CHICAGO — Perimenopausal women treated with once-daily oral micronized progesterone experienced reductions in vasomotor symptoms and intensity, with no serious adverse effects, compared with placebo, leading researchers to call for further research on the potential of this therapy in the perimenopausal population.
“Perimenopausal women experience more hot flushes than do menopausal women on a population basis, almost 80%, and they also tend to have a higher prevalence of intense vasomotor symptoms, meaning more than 50 moderate-to-severe intensity hot flushes in a given week,” Jerilynn C. Prior, MD, professor in the department of medicine, division of endocrinology and metabolism, University of British Columbia in Vancouver, Canada, said during a presentation at the Endocrine Society Annual Meeting. “The natural history of hot flushes in perimenopause is a confusing one.”

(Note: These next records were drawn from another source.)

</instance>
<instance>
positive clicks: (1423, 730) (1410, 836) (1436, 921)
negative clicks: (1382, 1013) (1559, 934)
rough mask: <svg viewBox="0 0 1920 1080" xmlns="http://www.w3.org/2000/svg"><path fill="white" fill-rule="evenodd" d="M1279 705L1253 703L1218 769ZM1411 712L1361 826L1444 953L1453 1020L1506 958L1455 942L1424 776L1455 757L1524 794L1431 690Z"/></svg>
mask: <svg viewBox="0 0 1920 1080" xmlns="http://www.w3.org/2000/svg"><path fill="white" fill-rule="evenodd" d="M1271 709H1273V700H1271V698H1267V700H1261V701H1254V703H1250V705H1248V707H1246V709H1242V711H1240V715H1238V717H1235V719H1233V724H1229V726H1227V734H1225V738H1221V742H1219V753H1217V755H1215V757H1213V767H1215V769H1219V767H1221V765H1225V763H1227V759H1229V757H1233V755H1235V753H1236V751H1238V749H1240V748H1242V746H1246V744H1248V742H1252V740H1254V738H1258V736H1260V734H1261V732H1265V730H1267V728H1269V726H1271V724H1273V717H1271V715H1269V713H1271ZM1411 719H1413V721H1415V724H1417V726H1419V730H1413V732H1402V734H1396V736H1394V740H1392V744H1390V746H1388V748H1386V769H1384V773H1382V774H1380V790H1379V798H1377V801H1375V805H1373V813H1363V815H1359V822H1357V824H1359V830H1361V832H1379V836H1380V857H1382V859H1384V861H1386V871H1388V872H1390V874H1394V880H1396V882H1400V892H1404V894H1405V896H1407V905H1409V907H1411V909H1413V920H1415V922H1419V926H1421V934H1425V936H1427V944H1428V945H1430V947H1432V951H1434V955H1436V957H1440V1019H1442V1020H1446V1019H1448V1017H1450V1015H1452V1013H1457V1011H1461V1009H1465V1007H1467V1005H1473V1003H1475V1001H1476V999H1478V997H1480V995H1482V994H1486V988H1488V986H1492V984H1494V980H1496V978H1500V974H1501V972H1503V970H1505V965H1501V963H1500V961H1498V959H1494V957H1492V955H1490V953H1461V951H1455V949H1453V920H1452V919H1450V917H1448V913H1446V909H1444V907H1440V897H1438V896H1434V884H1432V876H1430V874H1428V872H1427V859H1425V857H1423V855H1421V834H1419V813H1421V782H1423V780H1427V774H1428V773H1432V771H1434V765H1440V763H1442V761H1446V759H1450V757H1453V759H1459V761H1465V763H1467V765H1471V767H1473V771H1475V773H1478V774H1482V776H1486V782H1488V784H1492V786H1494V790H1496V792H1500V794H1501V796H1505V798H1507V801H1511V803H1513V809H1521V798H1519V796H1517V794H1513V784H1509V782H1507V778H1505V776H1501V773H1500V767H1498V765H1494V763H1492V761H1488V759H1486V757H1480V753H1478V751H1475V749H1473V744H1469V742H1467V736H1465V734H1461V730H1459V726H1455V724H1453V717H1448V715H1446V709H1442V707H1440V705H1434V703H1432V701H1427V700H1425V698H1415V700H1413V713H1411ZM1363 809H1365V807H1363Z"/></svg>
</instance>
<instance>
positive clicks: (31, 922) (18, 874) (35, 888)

Prior and colleagues evaluated perimenopausal women aged 35 to 58 years in Canada. Ninety-eight percent of participants reported night sweats more than twice per week and nearly two-thirds had skipped a period. Overall, 189 women were randomly assigned to receive treatment with once-daily placebo or oral micronized progesterone 300 mg at bedtime for 12 weeks. The primary outcome was vasomotor symptom score at 3 months.
“[We chose perimenopausal women because] we already studied menopause and there isn’t any randomized controlled trial data for hot flushes only in perimenopause,” Prior said. “There was a gap in the literature, almost 23% of North American women are now in the perimenopausal age range, so it’s a major problem.”
Women were stratified by “early” (no skipped menstrual flow) or “late” (skipped menstrual flow) perimenopause.
The mean vasomotor symptom score was 12.2 at baseline. At 3 months, vasomotor symptom scores decreased in both groups, but the decrease was more pronounced with oral micronized progesterone vs. placebo (mean score, 5.5 vs. 7.1; P = .191).
“In general, women in late perimenopause had a larger improvement, but they also had higher [baseline vasomotor symptom] scores,” Prior said.
Women assigned oral micronized progesterone exhibited significantly greater self-reported, perceived decreases in vasomotor symptom intensity during the day (P = .014) and night (P < .001) and for total night sweats (P = .023) and number (P = .015).
No serious adverse events occurred and adherence was high. Ninety-three percent of women completed the study and most were very likely to take the oral medication (91.4% of progesterone group vs. 84.4% of placebo group).
“Results of this trial are mixed,” Prior said. “The primary outcome was not statistically significant and we were probably underpowered despite our best efforts. I think there is a clinically important benefit based on what women said. It was well-tolerated and likely to be safe. I think that this is a beneficial study that needs to be repeated with larger numbers but is likely to be helpful now for our patients.” – by Amber Cox
Prior JC, et al. OR25-7. Presented at: The Endocrine Society Annual Meeting; March 17-20, 2018; Chicago.
Disclosure: Prior reports no relevant financial disclosures.